The advice is wise: “Disaster reporting guidelines must be adopted and training must take place ahead of time so journalists are prepared. Ethical issues related to trauma … can’t be learned while covering an incident.” It is also provocative: “If a lot of journalists approaching victims and families seem to do more harm than good, try to organize a pool system. Families’ emotional trauma is not something to compete over.” 

She has been building on her guidelines and working with a national trauma center to create a clinic for journalists, a need dramatically underscored by the Itaewon story. “I hope we can really make our community understand the importance of our role, that we sacrifice to get the right information, and that sustaining journalists’ health is important for our society.” 

On the day before I left Seoul, I visited the Itaewon neighborhood, its main street bursting with floral memorials, photos and letters to the dead, religious figures chanting, and protestors angered by the slow response from police on the night so many in the community perished. 

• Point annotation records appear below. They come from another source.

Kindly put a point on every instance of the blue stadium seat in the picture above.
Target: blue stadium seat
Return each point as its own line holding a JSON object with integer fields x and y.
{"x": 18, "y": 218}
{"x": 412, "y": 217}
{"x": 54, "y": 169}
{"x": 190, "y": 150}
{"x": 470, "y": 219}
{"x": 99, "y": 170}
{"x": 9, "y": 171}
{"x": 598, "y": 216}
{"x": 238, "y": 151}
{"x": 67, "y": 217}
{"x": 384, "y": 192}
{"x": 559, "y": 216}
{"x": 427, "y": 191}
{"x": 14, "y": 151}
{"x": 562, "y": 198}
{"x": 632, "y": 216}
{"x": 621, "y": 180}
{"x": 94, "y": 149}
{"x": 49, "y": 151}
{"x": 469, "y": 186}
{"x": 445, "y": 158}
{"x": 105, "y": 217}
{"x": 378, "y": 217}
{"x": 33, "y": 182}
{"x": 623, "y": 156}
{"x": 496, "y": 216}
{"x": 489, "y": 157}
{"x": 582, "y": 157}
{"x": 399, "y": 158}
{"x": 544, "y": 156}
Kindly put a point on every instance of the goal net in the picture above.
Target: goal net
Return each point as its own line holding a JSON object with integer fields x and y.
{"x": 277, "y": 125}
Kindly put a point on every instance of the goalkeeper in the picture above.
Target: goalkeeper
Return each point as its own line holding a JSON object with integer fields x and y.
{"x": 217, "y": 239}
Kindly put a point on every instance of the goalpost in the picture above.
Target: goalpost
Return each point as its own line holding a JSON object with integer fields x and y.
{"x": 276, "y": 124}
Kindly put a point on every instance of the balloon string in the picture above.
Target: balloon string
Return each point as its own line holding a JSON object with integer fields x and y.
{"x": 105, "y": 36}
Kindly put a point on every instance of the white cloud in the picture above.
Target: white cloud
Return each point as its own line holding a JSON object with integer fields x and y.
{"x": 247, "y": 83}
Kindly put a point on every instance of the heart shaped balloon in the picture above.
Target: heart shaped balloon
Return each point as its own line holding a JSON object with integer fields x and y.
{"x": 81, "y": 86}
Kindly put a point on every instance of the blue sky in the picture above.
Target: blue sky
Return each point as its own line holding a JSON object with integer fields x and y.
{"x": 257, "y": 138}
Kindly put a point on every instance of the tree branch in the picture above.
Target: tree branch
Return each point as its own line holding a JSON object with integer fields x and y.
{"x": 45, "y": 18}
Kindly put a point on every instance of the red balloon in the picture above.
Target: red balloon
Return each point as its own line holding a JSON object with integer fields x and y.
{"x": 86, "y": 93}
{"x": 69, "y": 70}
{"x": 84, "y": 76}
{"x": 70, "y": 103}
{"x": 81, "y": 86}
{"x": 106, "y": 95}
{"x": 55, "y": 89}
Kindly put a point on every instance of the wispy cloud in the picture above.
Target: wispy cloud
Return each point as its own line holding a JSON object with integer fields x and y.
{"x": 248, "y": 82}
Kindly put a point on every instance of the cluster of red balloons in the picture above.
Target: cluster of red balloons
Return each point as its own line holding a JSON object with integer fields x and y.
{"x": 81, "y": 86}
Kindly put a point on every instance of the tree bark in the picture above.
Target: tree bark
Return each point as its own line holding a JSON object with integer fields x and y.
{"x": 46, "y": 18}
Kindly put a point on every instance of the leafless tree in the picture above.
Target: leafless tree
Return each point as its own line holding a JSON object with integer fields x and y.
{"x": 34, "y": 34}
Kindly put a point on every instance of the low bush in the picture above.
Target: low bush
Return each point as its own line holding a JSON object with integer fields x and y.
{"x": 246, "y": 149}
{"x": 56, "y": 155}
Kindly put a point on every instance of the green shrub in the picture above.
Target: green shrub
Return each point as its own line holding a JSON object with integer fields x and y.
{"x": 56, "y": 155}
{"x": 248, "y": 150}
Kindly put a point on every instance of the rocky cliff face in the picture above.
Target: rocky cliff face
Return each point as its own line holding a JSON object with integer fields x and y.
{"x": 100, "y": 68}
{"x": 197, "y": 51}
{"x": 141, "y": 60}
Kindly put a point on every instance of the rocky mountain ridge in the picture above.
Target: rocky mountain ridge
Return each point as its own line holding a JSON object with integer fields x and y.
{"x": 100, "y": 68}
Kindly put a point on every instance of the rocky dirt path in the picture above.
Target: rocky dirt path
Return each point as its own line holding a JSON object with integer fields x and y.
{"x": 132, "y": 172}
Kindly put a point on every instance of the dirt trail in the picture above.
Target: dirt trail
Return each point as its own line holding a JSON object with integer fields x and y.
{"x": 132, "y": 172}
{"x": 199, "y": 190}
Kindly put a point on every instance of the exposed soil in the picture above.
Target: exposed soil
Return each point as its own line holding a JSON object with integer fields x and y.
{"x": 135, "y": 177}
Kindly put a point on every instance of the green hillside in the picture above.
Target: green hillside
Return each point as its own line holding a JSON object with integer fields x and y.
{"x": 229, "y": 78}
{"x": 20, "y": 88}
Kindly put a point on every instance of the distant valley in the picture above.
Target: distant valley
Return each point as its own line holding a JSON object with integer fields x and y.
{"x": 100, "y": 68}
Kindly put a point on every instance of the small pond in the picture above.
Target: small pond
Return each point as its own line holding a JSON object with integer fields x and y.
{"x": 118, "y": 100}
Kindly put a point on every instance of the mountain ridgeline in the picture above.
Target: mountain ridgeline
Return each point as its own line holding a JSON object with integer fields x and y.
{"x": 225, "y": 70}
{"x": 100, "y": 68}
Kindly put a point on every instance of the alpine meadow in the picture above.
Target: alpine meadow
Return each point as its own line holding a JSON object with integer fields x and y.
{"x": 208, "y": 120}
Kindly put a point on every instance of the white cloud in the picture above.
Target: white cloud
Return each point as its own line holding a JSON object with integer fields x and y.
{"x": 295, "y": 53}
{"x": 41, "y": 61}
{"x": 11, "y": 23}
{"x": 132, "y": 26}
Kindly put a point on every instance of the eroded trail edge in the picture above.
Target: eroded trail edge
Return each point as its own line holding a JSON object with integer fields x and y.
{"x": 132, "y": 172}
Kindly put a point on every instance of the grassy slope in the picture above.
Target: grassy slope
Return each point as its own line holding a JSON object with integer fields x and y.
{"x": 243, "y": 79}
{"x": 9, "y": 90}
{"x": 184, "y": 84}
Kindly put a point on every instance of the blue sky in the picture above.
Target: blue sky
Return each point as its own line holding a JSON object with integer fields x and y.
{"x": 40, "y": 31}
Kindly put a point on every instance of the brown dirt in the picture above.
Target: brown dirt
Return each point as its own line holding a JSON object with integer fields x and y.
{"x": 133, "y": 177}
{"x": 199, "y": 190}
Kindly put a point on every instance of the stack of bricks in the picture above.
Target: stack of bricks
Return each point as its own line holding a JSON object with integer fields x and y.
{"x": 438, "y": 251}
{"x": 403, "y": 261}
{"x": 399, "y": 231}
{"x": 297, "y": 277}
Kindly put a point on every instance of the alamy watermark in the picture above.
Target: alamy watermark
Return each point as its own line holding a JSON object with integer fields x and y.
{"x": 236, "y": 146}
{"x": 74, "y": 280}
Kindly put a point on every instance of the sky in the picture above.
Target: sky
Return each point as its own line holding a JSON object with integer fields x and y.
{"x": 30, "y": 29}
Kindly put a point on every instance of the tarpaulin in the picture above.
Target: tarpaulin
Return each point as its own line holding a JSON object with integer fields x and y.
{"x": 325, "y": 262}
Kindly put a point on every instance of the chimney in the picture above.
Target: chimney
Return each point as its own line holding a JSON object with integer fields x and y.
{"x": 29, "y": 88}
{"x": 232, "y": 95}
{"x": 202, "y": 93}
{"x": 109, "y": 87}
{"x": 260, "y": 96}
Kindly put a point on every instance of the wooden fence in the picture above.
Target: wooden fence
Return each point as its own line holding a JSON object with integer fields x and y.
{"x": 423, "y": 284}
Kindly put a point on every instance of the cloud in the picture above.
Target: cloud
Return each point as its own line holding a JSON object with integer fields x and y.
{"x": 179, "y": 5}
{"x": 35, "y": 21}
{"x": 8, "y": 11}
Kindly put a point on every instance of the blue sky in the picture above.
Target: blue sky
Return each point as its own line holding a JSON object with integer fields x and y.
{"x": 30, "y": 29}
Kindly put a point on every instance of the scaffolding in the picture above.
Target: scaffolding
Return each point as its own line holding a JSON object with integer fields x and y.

On a crowded stretch of sidewalk, I saw a young television reporter crouching, interviewing an even younger woman, who had begun to weep. The reporter looked up at her cameraman as if for guidance. I could feel her struggle, as would any journalist who has ever interviewed a grieving survivor. She gave the cameraman another plaintive look, then silently handed him her microphone and put her arms around the woman. She would ask no more questions, and the two of them stayed like that, each leaning against the other, for several minutes. 

As the reporter prepared to leave, I introduced myself and told her I was moved by her compassion. She seemed relieved. “I didn’t know what to do,” she said. We exchanged contact information and arranged to talk a few days later. Na Kyung Heo (“I like to be called Lizzie”) is 23 and was working the Itaewon story as an intern for a Singapore-based media company. The woman she was interviewing the afternoon we met was a high school student who had lost three friends in the disaster. 

That interview was the most difficult in a week that had included reporting on a lost-and-found center for bereaved families, hospitals where bodies had been taken, and memorial sites where she tried to ask parents and grandparents about their loss. “They turned their backs to the camera so it was a picture of me trying to talk to them,” she said. 

Heo said her journalism training has not included guidance on trauma reporting or mental health and that she’s been relying on instinct and conversations with senior reporters in her newsroom. She thinks about the high school student often and notes that when that story aired, “they left the part out with my arms around her.”

She adds: “I hope she wasn’t hurt by what I did.”